Why do we do what’s already been done? According to Irma Vep, a remake is only justifiable if it tells the story through another lens. The downfall of René’s production reflects that there is simply nothing new to tell, as the remake is centred on a voice already expressed—one of male desire. In this way, Irma Vep appears to have foreshadowed an important turning point in the history of French cinema, which is slowly becoming more inclusive of marginalised voices. Recent significant entries in the French canon are Celine Sciamma’s Portrait of a Lady on Fire and Ladj Ly’s Les Misérables. In both of these, new iterations of history are being told.

Period pieces about forbidden love are nothing new, those depicting that same love between two women are. Stories of class struggle are nothing new, but those set in contemporary Parisian banlieues are.

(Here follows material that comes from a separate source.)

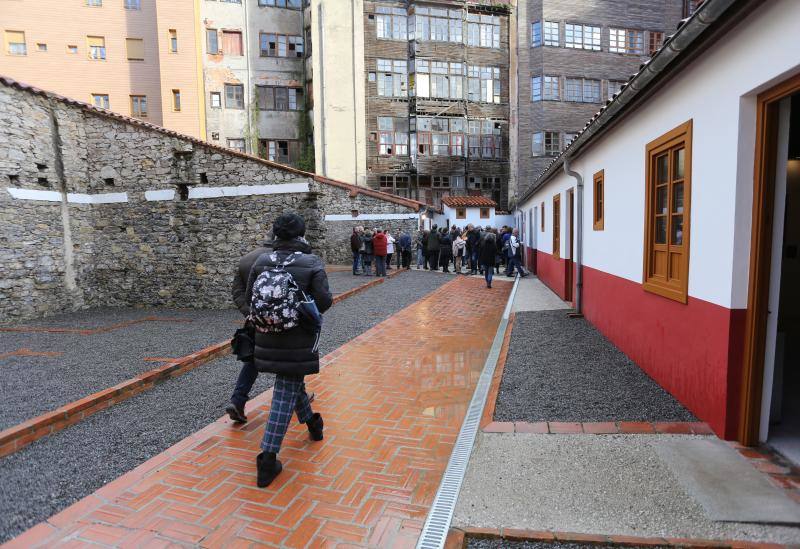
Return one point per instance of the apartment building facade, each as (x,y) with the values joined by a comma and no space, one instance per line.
(135,57)
(573,57)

Assayas is aware of this expressive power. Writing to film critic Kent Jones, he states that "If we don’t invent our own values, our own syntax, we will fail at describing our own world". Yet, France seems to be incredibly polarised on how this power should be diffused. An open letter was written to the César awards for its lack of open doors to minorities on the 27th of February 2019. The following night, Adèle Haenel was shown walking out of the 45th edition of the award ceremony in reaction to Roman Polanski’s best director win for J’accuse. These boundaries do still exist — and need to be continuously broken. As a palimpsest of French cinema, Irma Vep is both a celebration of the French New Wave and a push against the archaic boundaries it originally created.